BATAVIA, N.Y. – Sixty years ago, Ed Hale wanted to marry a girl named Floreen. But because he was a gentleman, and because a thing called chivalry existed back then, there was something he had to do before they could spend the rest of their lives together.
He had to ask her parents for permission.
Hale didn't get the answer he expected at first. Floreen would not be getting married, they told him, but the story was a little more complicated than a simple "no." Their daughter had just been in a horrific car accident, leaving her on a long and strenuous road to recovery. He would need to find another wife.
"I want to be with her for the rest of her life," Hale told her parents at the time. "I will care for her the rest of my life if I have to."
Those must have been the magic words, because Ed and Floreen Hale got married in 1953. From there, their love story reads like a great American romance novel. They had three kids: Ricky and Renee, and also Scott, who died shortly after birth. Those kids had children, and they became the grandparents who threw pool parties in the summers and picked their grandchildren up from the airport when they came to visit from San Diego. This summer, they celebrated their 60th wedding anniversary, and even though Ed had been restricted to a wheelchair during the past few years, he was still a throwback: an old-fashioned, hold-the-door kind of guy who catered to Floreen's every need. He was an engineer by trade. He always wanted everything to be perfect for his wife.
So this month, when Ed's health began to deteriorate to its very lowest point at Unity Hospital in Rochester, his first demand came as no surprise to anybody.
"He needed to see my mother," said Renee Hirsh.

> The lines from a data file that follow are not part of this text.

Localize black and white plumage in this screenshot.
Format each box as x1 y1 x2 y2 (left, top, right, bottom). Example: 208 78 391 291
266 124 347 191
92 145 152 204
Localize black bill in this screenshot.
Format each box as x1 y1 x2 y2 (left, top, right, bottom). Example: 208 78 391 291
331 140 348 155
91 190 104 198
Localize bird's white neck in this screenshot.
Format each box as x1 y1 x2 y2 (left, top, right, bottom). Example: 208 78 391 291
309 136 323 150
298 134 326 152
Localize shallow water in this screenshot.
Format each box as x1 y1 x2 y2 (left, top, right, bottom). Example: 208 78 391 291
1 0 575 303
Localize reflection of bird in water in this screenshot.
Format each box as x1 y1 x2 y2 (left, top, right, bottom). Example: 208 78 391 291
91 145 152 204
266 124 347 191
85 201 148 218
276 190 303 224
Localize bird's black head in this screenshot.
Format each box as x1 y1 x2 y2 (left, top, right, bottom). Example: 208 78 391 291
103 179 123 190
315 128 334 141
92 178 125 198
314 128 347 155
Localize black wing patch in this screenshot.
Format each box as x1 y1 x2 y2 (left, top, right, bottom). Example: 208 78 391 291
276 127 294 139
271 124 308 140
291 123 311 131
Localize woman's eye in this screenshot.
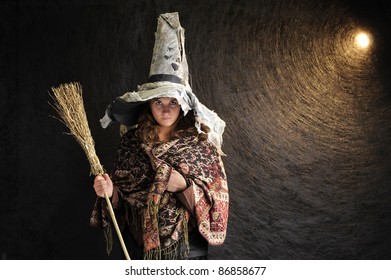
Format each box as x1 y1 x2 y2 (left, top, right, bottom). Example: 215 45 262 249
170 100 178 106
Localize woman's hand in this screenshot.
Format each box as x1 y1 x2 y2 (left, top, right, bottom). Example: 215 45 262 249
167 169 187 193
93 173 113 198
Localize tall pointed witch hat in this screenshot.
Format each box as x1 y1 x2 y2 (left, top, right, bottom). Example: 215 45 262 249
100 12 225 150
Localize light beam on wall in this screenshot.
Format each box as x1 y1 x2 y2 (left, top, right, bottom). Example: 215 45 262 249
355 32 371 49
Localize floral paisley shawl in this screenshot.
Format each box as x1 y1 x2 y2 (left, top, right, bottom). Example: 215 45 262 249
90 129 229 259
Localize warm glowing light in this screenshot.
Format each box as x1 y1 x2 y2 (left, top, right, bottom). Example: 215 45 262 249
355 32 370 48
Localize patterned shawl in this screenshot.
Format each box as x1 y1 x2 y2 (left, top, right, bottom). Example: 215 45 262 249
90 129 229 259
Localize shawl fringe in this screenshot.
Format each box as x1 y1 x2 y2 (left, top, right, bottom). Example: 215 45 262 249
143 203 190 260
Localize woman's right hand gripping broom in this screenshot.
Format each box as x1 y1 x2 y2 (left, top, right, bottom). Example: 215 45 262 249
93 173 113 198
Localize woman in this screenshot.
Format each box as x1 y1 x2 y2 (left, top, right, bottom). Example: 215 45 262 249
90 96 229 259
90 11 229 260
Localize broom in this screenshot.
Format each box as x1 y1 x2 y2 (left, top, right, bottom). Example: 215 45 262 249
50 82 130 260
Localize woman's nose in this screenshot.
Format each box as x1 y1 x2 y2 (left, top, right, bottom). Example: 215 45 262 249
162 105 170 113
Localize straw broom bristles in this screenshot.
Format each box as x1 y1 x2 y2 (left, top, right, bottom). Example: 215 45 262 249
50 82 104 176
50 82 130 260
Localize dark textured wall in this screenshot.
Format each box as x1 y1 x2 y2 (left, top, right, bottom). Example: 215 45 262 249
1 0 390 259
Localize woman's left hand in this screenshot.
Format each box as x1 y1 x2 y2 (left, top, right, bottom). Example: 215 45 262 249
167 169 187 192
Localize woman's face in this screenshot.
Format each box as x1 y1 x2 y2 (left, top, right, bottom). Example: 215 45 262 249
150 97 181 129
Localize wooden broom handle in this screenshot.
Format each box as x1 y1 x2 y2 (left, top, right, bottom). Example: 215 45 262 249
104 193 131 260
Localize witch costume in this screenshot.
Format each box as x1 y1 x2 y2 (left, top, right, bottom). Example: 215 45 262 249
89 12 229 260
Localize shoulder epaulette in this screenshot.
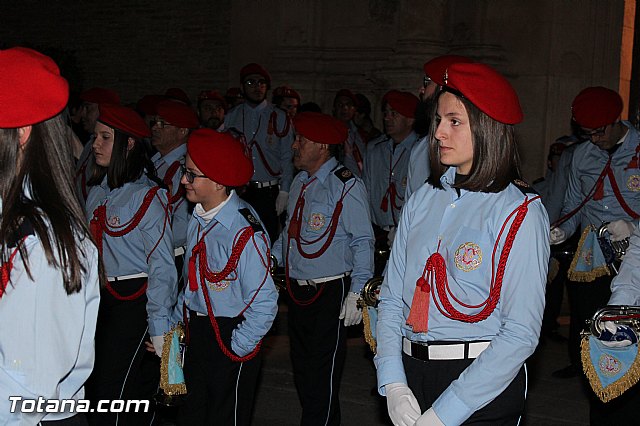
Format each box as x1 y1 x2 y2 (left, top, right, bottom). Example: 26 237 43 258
512 179 539 196
239 208 264 233
333 167 355 183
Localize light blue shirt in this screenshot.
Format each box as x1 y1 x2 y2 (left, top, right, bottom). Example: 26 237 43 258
224 100 295 191
86 175 177 336
541 144 579 224
405 135 430 200
609 225 640 305
152 145 189 249
559 122 640 235
0 225 100 424
341 121 367 178
374 167 549 425
363 132 418 227
273 157 375 293
176 192 278 357
74 138 95 208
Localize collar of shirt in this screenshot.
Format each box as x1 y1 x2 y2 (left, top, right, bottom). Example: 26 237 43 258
387 131 418 153
194 190 239 231
161 144 187 166
297 157 339 185
194 190 234 224
243 99 268 115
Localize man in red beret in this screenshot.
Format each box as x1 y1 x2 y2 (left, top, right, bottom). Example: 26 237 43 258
171 129 278 426
224 63 295 243
550 87 640 416
74 87 121 207
272 112 374 426
332 88 367 177
407 55 474 200
197 90 227 130
272 85 301 119
362 90 420 269
151 99 200 281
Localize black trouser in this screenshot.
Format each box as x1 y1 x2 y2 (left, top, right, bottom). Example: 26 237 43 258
178 315 262 426
403 352 526 425
87 278 158 426
542 233 579 335
567 274 612 367
240 184 279 243
287 277 348 426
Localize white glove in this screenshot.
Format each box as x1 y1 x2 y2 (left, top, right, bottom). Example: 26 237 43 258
387 227 397 247
414 407 444 426
607 220 636 242
339 292 362 326
150 335 164 358
385 383 421 426
275 191 289 215
550 227 567 245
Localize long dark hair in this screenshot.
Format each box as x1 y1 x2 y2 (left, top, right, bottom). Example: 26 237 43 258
87 124 161 189
0 114 105 293
428 89 521 192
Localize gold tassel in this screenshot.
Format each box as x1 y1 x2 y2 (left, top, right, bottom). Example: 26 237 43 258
567 225 610 282
581 336 640 403
362 306 377 354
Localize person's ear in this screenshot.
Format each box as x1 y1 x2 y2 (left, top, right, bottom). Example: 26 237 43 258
17 126 33 148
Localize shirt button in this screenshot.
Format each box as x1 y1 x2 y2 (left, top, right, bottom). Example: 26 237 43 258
450 203 456 208
604 206 609 210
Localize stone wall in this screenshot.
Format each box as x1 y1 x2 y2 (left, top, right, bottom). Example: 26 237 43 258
0 0 627 180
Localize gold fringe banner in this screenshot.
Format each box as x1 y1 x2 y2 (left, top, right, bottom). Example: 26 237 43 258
362 306 377 354
160 324 187 396
567 225 610 282
581 336 640 403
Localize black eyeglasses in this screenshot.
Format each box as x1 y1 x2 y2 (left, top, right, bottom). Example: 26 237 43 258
244 78 267 87
180 165 208 183
150 118 173 129
423 75 433 88
580 125 608 139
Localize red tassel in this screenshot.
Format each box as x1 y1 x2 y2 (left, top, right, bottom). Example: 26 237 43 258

Ed wanted hospital personnel to take him to Batavia, where he and his wife were so popular they were basically considered local celebrities. But he was a dying man. He'd just elected to stop dialysis treatments.
"They told me my father was not stable, and that he probably would not survive an ambulance ride," Hirsh said. "But he was so determined to be next to my mother's side."
The hospitals pulled a few strings. They waited until they could medically clear Ed for an ambulance ride. Then, they sent him on his way to Batavia to spend his final days with the woman he almost wasn't allowed to marry.
He thought he was going home to see Floreen.
In reality, he was going to United Memorial Medical Center in Batavia to see Floreen. She was dying too, after years of struggling with numerous illnesses, including congestive heart failure. He didn't know that when he made his request. Eventually, Ed and Floreen would learn the inevitable: they were losing each other. But if they were going to lose each other, they were going to do it together.
When Ed arrived at UMMC, staff immediately set up a bed for him in Floreen's room. With dozens of family members in the room, they held hands.
"There was a lot of love in that room," said Lisa Giattino, Ed and Floreen's niece. "Everyone at UMMC said you could just feel the energy coming down the hallway."
What happened in that room is hard to describe in words. In fact, it would almost be a disservice to even attempt it. At its very core, it was a final moment between a husband and wife, two people who in a new era of high divorce rates had stuck together for six decades.
Floreen died on Feb. 7.
Fewer than 36 hours later, Ed passed.
In a way, it was the perfect ending.
"I think it was so beautiful the way it happened," Giattino said. "It is a true love story."
But the end to any love story is never easy to handle.
"It's been like a tornado. It's been like a double-death sentence that hit us unexpectedly," said Hirsh, who lives in San Diego but flew to Western New York when her mother fell ill. "But [my mom] would tell me many, many, times for many, many years, 'I'm going with him, I'm not going to live without your father. I'm going with him.' I'd often wonder, how can that be possible?"
Hirsh and other family members credit the agencies and personnel who worked tirelessly to put Ed and Floreen in the same hospital room in Batavia, including both hospital staffs, hospice workers and the ambulance workers. One hospice supervisor even took a call at 4:30 in the morning in an effort to unite them.
"They made it happen," Hirsh said.
All those years ago, Ed and Floreen met at a dance. More than 60 years later, it ended in a hospital. But they leave behind a wide extended family, a lasting legacy and dozens upon dozens of memories to be shared around the dinner table. And they even convinced their grandchildren to root for the Bills all the way from California.
Floreen will be remembered as the vibrant, outgoing storyteller who kept the mood light and instantly became a favorite patient to the doctors and nurses at UMMC. Ed will be remembered as a diehard sports fan and the quintessential gentleman who put his wife before all else.
"He followed that commitment," Hirsh said, "to his last breath."